Los Angeles Opera said Tuesday it will immediately open a "thorough and independent investigation" into allegations of sexual harassment against the opera star Plácido Domingo, the company's general director.
In a brief statement Tuesday, the opera company said it has hired Debra Wong Yang from the law firm of Gibson, Dunn & Crutcher to lead the investigation.
LA Opera did not respond to questions about how the investigation would be carried out and its expected duration.
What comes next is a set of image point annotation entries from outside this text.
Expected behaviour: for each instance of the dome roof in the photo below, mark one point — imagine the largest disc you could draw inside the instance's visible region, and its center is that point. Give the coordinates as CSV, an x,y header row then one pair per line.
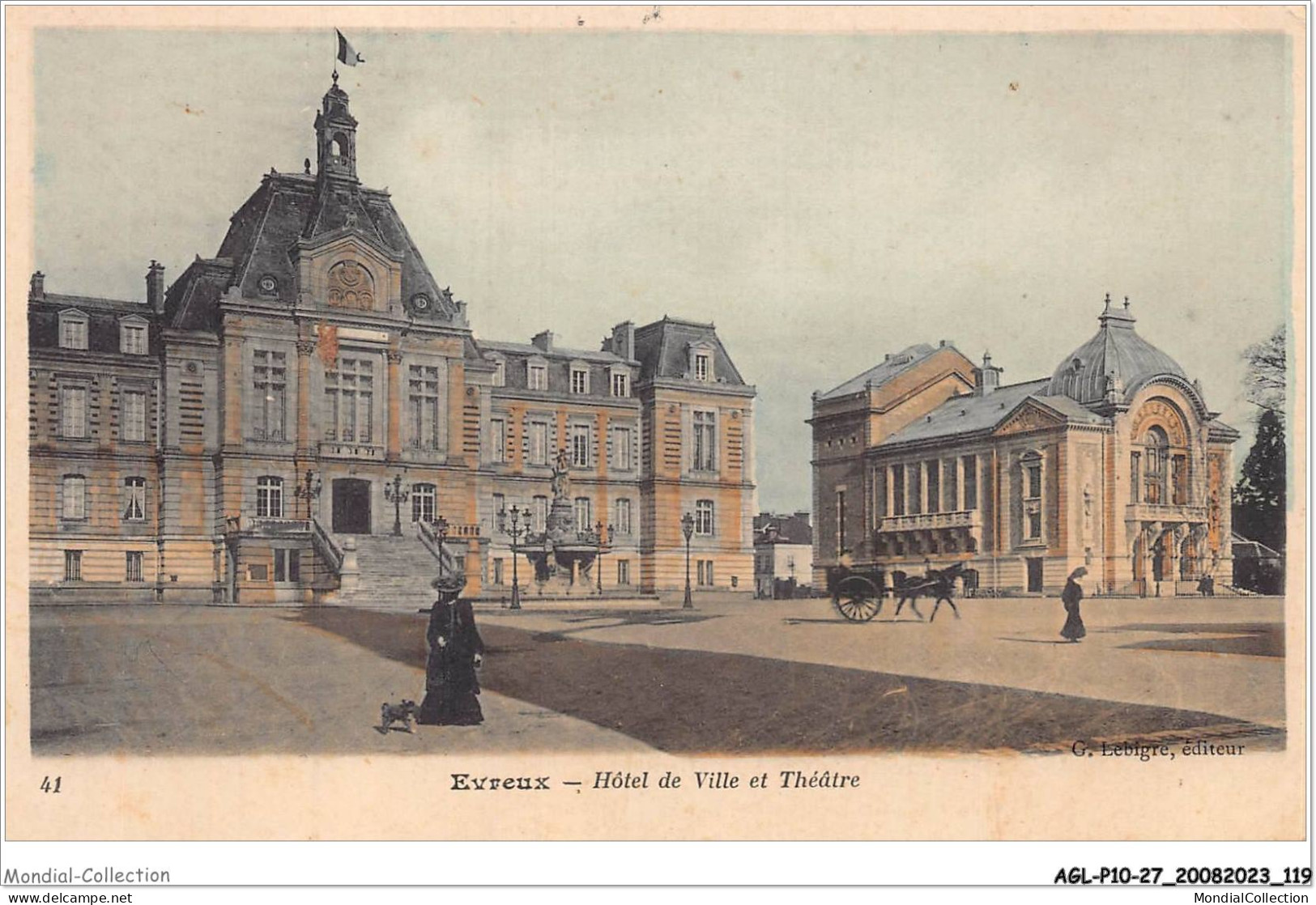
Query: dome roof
x,y
1116,354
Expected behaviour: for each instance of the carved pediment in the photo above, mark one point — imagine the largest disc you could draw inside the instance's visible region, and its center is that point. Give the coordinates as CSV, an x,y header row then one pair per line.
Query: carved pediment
x,y
1029,416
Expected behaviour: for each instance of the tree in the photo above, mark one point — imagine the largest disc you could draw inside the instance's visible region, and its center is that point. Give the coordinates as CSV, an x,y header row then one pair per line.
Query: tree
x,y
1259,495
1267,372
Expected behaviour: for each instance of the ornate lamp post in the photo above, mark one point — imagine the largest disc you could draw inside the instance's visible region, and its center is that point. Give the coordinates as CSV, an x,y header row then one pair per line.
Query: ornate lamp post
x,y
515,529
309,490
599,542
395,494
688,528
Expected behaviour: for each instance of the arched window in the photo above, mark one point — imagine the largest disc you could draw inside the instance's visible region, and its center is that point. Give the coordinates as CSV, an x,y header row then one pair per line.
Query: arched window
x,y
269,498
1156,452
423,503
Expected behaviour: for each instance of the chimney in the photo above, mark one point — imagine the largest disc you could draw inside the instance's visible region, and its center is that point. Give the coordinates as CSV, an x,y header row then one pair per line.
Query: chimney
x,y
986,378
155,287
624,340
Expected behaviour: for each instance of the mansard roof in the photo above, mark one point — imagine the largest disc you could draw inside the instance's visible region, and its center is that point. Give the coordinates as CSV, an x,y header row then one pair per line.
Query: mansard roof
x,y
663,346
961,416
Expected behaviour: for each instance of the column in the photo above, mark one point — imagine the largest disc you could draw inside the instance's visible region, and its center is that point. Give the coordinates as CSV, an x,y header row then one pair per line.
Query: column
x,y
960,483
305,349
395,404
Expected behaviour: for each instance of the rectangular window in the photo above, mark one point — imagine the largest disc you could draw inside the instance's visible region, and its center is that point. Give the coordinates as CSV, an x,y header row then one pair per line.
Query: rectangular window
x,y
423,503
351,393
583,512
1035,482
73,333
73,564
133,566
705,517
423,404
73,412
75,496
134,416
581,446
270,395
705,572
134,503
1035,525
621,448
705,441
132,338
269,498
539,444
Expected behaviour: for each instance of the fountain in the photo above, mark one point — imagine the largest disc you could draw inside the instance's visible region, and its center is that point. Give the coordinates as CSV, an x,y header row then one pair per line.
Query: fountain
x,y
562,557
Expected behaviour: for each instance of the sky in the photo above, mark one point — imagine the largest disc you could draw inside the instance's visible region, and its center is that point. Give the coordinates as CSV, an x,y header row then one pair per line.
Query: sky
x,y
821,199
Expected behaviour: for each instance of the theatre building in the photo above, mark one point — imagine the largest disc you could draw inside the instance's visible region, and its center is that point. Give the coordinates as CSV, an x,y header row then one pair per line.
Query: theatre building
x,y
301,417
1114,462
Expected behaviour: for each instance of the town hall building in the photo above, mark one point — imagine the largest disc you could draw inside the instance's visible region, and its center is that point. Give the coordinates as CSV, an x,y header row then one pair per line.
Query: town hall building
x,y
307,414
1114,462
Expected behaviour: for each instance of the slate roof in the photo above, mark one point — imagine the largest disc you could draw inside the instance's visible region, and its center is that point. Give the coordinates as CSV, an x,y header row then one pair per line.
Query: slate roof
x,y
973,414
882,372
662,351
1116,351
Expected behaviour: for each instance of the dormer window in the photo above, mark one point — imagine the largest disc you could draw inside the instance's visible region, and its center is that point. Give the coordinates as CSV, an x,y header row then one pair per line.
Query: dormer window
x,y
536,374
73,329
132,336
579,378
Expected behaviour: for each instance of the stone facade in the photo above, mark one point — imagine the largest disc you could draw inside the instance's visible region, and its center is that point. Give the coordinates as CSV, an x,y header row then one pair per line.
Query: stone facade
x,y
241,436
1114,463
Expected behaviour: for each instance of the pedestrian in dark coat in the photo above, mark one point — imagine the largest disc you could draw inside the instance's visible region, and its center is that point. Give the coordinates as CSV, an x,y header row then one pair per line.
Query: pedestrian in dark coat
x,y
1071,596
456,650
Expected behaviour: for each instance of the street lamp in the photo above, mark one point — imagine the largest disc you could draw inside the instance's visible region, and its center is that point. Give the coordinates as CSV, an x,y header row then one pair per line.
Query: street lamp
x,y
309,490
599,542
516,529
688,528
398,496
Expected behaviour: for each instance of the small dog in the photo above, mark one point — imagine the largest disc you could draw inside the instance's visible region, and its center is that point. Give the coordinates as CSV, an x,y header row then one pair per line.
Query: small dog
x,y
391,713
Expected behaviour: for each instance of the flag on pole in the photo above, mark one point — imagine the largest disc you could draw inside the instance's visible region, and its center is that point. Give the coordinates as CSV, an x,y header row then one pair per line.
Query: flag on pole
x,y
347,54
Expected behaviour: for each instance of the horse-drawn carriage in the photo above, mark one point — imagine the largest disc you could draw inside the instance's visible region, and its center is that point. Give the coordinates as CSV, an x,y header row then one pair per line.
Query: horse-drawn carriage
x,y
857,593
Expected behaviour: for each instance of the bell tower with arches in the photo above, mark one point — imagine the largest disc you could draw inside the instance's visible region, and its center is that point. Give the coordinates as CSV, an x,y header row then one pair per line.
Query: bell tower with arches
x,y
336,136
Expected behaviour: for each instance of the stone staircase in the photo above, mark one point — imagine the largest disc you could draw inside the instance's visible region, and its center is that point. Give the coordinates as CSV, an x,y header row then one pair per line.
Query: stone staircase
x,y
395,572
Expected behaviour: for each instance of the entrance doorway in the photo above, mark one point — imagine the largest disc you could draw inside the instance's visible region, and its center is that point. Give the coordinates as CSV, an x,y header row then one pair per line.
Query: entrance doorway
x,y
351,505
1035,575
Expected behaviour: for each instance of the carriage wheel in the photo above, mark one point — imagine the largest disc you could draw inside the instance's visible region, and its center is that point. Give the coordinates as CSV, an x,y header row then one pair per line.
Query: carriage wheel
x,y
857,599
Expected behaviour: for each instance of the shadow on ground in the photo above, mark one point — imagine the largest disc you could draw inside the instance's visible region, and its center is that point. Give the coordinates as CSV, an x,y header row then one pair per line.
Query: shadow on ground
x,y
698,701
1250,638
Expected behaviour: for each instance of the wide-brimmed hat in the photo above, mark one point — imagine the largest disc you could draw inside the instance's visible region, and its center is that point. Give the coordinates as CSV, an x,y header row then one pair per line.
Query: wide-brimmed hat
x,y
449,583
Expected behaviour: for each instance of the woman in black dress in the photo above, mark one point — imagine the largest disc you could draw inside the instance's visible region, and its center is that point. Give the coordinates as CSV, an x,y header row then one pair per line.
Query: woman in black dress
x,y
1071,596
456,650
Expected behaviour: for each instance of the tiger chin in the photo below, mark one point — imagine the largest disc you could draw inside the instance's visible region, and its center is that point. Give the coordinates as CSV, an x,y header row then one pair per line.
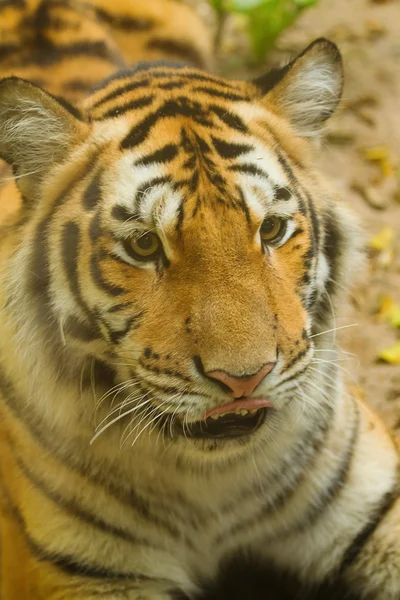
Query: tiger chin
x,y
169,391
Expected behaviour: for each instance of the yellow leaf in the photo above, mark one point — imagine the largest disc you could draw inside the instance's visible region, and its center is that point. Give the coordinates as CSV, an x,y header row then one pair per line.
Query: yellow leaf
x,y
391,355
380,155
389,311
383,239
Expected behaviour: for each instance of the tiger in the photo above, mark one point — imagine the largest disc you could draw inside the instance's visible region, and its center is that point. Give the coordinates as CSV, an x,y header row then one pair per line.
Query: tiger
x,y
171,261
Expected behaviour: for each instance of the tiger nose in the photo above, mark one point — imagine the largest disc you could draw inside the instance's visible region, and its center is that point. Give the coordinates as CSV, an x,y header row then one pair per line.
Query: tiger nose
x,y
242,385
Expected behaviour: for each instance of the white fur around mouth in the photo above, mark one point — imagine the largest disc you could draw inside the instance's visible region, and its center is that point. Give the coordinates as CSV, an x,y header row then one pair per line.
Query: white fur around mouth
x,y
242,412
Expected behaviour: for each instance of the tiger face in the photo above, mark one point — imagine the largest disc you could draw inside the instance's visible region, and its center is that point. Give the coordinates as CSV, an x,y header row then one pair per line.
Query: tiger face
x,y
190,245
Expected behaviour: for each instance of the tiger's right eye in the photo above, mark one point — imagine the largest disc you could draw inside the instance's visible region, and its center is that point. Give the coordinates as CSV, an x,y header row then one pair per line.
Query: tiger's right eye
x,y
144,247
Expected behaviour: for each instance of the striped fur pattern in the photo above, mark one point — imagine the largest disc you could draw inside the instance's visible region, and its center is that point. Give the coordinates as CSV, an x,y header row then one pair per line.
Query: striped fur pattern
x,y
103,353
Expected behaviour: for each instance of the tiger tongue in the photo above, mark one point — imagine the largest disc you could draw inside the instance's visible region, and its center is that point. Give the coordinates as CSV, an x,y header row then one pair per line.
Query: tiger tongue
x,y
242,404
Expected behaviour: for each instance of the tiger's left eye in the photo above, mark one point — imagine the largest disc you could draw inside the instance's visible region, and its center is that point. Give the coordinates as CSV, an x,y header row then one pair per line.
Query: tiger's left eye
x,y
272,230
145,247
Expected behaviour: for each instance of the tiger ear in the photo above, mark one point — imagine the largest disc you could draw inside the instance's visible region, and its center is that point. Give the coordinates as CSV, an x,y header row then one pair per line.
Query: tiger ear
x,y
306,91
36,131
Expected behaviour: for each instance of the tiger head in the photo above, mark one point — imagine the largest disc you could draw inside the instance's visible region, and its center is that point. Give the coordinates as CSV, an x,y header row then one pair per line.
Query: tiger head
x,y
175,229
Yang is a former U.S. attorney and Los Angeles County Superior Court judge who is chair of her firm's Crisis Management Practice Group, according to the firm's website. She has been involved in several high-profile cases and was hired by USC in 2017 to investigate the conduct of a former medical school dean.
The investigation into Domingo's behavior follows an Associated Press report last week detailing multiple accusations against the 78-year-old opera star.
Three of the nine women who accused the singer of harassment and abuse of power said the encounters took place while they worked with Domingo at the LA organization. The nine women and dozens of others interviewed said Domingo's behavior was an open secret in the industry and that he pursued younger women with impunity.
Domingo did not respond to detailed questions from the AP about specific incidents, but issued a statement saying he believed all the encounters to be consensual and calling the allegations "deeply troubling, and as presented, inaccurate."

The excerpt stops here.